On Monday this week, a World Bank tribunal awarded almost US$6 billion as compensation to Barrick Gold and its copper mining partner, Antofagasta, after it was proved that Pakistan, where the two companies were operating, violated several provisions of its bilateral investment treaty.
Pakistan did not commit these violations last year or two years ago. This verdict comes after a seven-year battle over a gold and copper mine in that country. After the citizens had long forgotten about what their government did to the foreign investor, they woke up to the news that they would have to pay US$6 billion, as commanded by a World Bank tribunal.
Maybe Pakistan is too far. Let’s talk about what happened on the Copperbelt of neighbouring Democratic Republic of Congo (DRC). In 2011, Congo DR confiscated a Copper Mine owned by First Quantum Minerals in a manner that violated the investment agreement with the investor. Just like here in Zambia, a lot of Congolese mine workers celebrated the development, which obviously gave President Joseph Kabila’s government a lot of political mileage. But a few years later, after the dust had settled, FQM walked away with a US$1.2 billion compensation for the illegal takeover of their mine by the government.
Our newspaper believes, strongly, that Vedanta Resources abrogated the investment guidelines that were put in place at the time they took over Konkola Copper Mines. We agree with the workers at KCM, the mine suppliers and sub-contractors that Vedanta stopped caring for the needs of the local people. We further agree that they should indeed go, and government is in order to find a new investor to take over the mine.
We know that the manner in which Copperbelt residents are dependent on mining activities is such that if one man doesn’t get paid his wages or for the supply made to Konkola Copper Mine, a whole lot of people in the food chain suffer. It is justified that these mine workers and their unions are celebrating the chasing away of Vedanta, we understand their pain and frustrations. In Nsenga they say “nyamalila omukata lini kukamwa” meaning you must never gag a mourner, let them cry and let the pain out.
But we are concerned with the process that the government has used to pursue this need. We are worried because almost the whole Copperbelt mining community is applauding government for this hostile takeover of the mine from the parent company while ignoring the illegalities that surround the matter. We feel duty bound to remind not only the decision makers in government but also our brothers and sisters in Chingola, Chililabombwe, Kitwe and Nampundwe that they may win this battle but will eventually lose the war.
The reason we are citing examples from Congo and Pakistan is because these battles with foreign investors have been fought before, and where procedure for repossessing a mine has been breached, governments have paid through the nose. We are trying to urge citizens of this country to take keen interest in this matter because it may, whether they like it or not, affect them directly or indirectly.
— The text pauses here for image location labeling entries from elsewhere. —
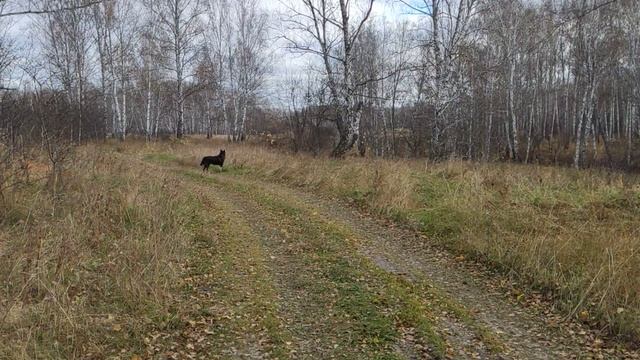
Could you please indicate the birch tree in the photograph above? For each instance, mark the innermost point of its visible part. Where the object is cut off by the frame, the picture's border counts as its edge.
(329, 29)
(180, 31)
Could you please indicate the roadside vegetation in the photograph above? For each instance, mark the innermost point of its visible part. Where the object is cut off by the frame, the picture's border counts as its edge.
(131, 251)
(572, 234)
(88, 266)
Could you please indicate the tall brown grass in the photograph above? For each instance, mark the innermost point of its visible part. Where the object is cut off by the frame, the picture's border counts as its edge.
(574, 234)
(86, 268)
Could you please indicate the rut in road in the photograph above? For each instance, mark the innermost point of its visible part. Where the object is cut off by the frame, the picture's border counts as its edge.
(302, 234)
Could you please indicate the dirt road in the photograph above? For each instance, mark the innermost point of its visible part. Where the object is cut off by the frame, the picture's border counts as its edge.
(277, 272)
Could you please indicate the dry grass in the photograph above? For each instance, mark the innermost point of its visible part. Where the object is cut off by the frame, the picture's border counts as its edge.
(573, 234)
(90, 269)
(87, 270)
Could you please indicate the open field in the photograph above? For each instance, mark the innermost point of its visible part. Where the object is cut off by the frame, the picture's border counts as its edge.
(138, 254)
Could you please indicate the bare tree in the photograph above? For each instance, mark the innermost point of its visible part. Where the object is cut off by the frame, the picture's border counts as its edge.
(180, 30)
(330, 29)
Why do we say this? Look at what the Honourable Minister of Mines and Minerals Development Richard Musukwa said when he was asked why government was going ahead with the bidding process of Konkola Copper Mines when the liquidation case was still being challenged by Vedanta in court:
“We are very aware that the court processes are taking place. But we have a government to run, we have our people, we have our resources to protect and we cannot fold our arms waiting for a court process, which we respect, and in fact for your own information, even if they took us anywhere on earth, we will win the case, [except] that we are inclined to believe that our legal systems in Zambia are adequate to deal with the KCM issue and we enjoy jurisdiction,” said Honourable Musukwa.
With no fear or hesitation, the minister was speaking in front of cameras that government will not fold its hands and wait for a court process before it can sell Konkola Copper Mine to a new investor. In fact, he used a Bemba proverb “ifikala chimbwi tefikala inama iikata”, meaning government is not going to sit idle like a scavenging hyena waiting for the predator (which in this case is the court) to kill the prey (which is Vedanta).
Now, this is very careless talk coming from the minister and it gives reason to our fear that Zambia will end up paying Vedanta despite the Indian company being wrong in the first place. But the minister has the courage to speak like this because he knows that the Patriotic Front will not be in power when Zambians will be compensating Vedanta. By the time Vedanta will be having the last laugh, Honourable Musukwa will have collected his pension. It is the same people who are celebrating this takeover who will be forced to pay Vedanta, one way or another.
To Honourable Musukwa and his President, we say: stop getting overexcited about this matter because it is a multi-billion dollar dispute. If you have a good case against Vedanta, which we believe you do, take it easy. The copper which is underground in Chingola will not rot; it was there long before you were born and plenty of it will remain in the soil long after your death. There is no need to rush. Why the desperation to sell the mine? What is wrong in letting the court process pass first, since you are sure that you will win the case anyway?
Please don’t clothe us this foreseeable burden, which is being influenced by a few hungry stomachs! We already have enough problems on our hands.